As Gifford Miller runs for mayor as a housing reformer and Public Advocate Betsy Gotbaum runs ads touting results, a pricey project they commissioned to address the city’s affordable housing crisis will stay under wraps until after the election that determines whether they remain in public office.

The study, completed in May and released by the public advocate to City Limits just last week, recommends opening up commercial strips in low-rise outer-borough neighborhoods for condominium apartment building construction–a measure the study acknowledges could prove controversial.

As City Limits reported last year, Miller added $400,000 to the public advocate’s budget “to develop an affordable housing prototype that can be implemented by city agencies.” The Public Advocate then hired Baruch College’s Newman Real Estate Institute, a center advised by property developers, attorneys and brokers. Their mission: Identify market-based strategies to produce housing affordable to low- and moderate-income households. At the time, the Bloomberg administration had yet to embrace inclusionary zoning, and Gotbaum’s staff indicated that the Public Advocate and Speaker believed the mayor’s affordable housing plans were inadequate.

Baruch’s in-depth briefing explores the benefits of rezoning 14 major commercial thoroughfares in the outer boroughs–including Coney Island Avenue, Northern Boulevard, and Webster and Third avenues–to create boulevards lined with condominiums. Also evaluated for potential rezoning are nine manufacturing districts. The authors note that not all these changes would be embraced by residents of these communities.
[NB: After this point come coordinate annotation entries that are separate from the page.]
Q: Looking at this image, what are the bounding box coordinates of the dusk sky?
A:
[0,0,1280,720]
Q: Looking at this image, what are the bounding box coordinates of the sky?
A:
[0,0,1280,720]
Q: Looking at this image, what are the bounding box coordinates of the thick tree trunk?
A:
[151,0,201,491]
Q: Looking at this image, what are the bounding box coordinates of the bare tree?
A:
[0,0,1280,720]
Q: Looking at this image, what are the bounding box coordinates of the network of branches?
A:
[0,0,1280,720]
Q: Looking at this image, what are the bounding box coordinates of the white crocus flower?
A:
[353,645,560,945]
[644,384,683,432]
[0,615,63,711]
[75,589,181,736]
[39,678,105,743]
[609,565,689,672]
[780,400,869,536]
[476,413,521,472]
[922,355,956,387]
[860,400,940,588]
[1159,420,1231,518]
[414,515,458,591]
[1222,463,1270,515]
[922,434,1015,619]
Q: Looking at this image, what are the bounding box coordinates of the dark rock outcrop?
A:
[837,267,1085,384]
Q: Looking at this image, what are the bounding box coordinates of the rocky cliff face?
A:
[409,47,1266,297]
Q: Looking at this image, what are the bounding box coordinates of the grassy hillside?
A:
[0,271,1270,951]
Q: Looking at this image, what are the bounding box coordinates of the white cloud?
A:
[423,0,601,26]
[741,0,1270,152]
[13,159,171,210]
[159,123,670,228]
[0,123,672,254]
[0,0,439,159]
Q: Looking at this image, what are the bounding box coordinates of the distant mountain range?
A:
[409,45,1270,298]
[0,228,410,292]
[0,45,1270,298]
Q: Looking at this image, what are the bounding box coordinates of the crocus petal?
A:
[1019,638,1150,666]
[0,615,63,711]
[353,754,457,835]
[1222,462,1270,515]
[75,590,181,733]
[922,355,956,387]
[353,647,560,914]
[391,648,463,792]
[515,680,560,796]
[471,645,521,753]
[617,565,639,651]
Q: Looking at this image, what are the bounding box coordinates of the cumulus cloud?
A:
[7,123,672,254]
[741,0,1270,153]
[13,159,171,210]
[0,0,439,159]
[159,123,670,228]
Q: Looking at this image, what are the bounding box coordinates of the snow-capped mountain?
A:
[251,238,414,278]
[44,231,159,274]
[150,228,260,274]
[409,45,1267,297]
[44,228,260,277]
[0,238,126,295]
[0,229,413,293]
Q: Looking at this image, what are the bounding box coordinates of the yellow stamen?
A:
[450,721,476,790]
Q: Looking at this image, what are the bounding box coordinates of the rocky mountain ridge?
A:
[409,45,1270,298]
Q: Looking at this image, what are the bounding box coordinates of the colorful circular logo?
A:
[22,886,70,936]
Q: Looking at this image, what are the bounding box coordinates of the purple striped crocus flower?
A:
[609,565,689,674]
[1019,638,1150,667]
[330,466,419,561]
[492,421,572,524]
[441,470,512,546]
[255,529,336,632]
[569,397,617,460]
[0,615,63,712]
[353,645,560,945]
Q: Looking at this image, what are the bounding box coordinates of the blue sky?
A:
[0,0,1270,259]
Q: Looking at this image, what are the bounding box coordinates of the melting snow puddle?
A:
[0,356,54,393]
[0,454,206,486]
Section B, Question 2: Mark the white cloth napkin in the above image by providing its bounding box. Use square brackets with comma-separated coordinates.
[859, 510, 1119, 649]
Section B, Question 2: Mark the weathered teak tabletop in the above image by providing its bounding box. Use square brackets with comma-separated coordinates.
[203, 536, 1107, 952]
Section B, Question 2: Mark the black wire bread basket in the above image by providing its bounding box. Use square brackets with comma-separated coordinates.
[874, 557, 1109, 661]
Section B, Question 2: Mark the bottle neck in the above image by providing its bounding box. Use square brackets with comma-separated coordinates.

In the case of Queens Boulevard, for example, the study predicts that “The residents of the effected [sic] neighborhoods would usually be well-organized, with the ability to bring to bear considerable financial and political resources” to oppose rezoning.

As in Williamsburg and the far West Side, developers would receive zoning incentives to include below-market housing–10 percent for families earning less than about $37,000 a year, 10 percent less than $75,000, and 10 percent less than $113,000. The study’s financial model assumes that the below-market apartments are smaller and located in less desirable parts of a building than market-rate units, and the lowest-income owners are presumed to borrow the entire purchase price of their home, for a total monthly payment of $1,300.

Originally slated to go public last fall, the report was finished in May but has not yet been released. It is slated to be the subject of a late October conference at Baruch, according to Gotbaum spokesperson Anat Jacobson. By then, Miller will be a lame duck on the Council, and it will be up to the next Speaker to figure out what to do with the highly technical document.

“With term limits, part of the purpose of the study was to make sure there was a transition between legislators,” explained Bill Traylor, a former HPD deputy commissioner who helped generate the financial models. “The intent was to create a handbook showing incentives.” For now, said council spokesperson Sarah Mikutel, “It’s going to be given to all council members, to give them options to fight for affordable housing.”